Well, let’s be fair to some of those pregnant dwarf hamsters out there. Some of them don’t actually give birth until their 17th or even their 18th day from the time of conception.
You probably won’t notice any physical changes in your female hamster until about the 10th day of her pregnancy. At that time she’ll “start to show”. The tiny little abdomen becomes swollen while the nipples become more prominent.
From the time of mating, you need to assume that she is, indeed, pregnant. During these little more than two weeks of pregnancy, you’ll want to feed your pregnant dwarf hamster high-protein foods.
Be careful, though. Remember the size of this creature. It’s easy to over feed a pregnant dwarf hamster. You definitely don’t want to do this.
And just because she’s pregnant doesn’t mean you shouldn’t handle her. Show the little mother-to-be all sorts of love. Once she is several days away from the big day, you’ll want to leave her alone – she’ll appreciate the time to prepare. She’ll also appreciate her privacy while she’s nursing as well. During these two periods, the less contact you have with her, the better.

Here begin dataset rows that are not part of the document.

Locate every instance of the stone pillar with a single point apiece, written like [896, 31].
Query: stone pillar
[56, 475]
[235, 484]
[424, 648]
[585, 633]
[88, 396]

In anticipation of the new arrivals, you should clean the cage before the due date. Make sure that your hamster has plenty of clean, suitable bedding.
You can recognize the birthing process, even if you’ve never seen a female hamster actually give birth before (few of us have, as a matter of fact!) When momma hamster begins to deliver, she’ll place herself in a “hunched over” position. While in this unusual pose, she’ll also move around quite a bit.
If you’re really quiet and look very closely you may even see one of these very tiny babies actually being born. They may emerge head first, or they may come out feet first. It makes little difference to the ultimate health of the baby. So, relax, if you see one is coming out feet first.
Normally, pregnant dwarf hamsters deliver all their babies in the nest itself. However, sometimes nature isn’t quite that tidy. She might have them in different areas of the cage. Don’t let this worry you however, if she has spread her newborn family around the cage, she’ll return to them to bring them all together.
Whatever you do, you don’t want to touch her babies. The best action you can take once you see the pregnancy occurring is to leave her alone and keep the cage in a quiet room. If she knew how to talk, you’re birthing mom would thank you for this.
In fact, you shouldn’t touch the babies themselves until they’re at least two weeks old. If you do, she might eat them! Yes, I know this sounds a bit harsh, but it is, however, a fact of hamster life. But once you touch them, those babies have your scent on them.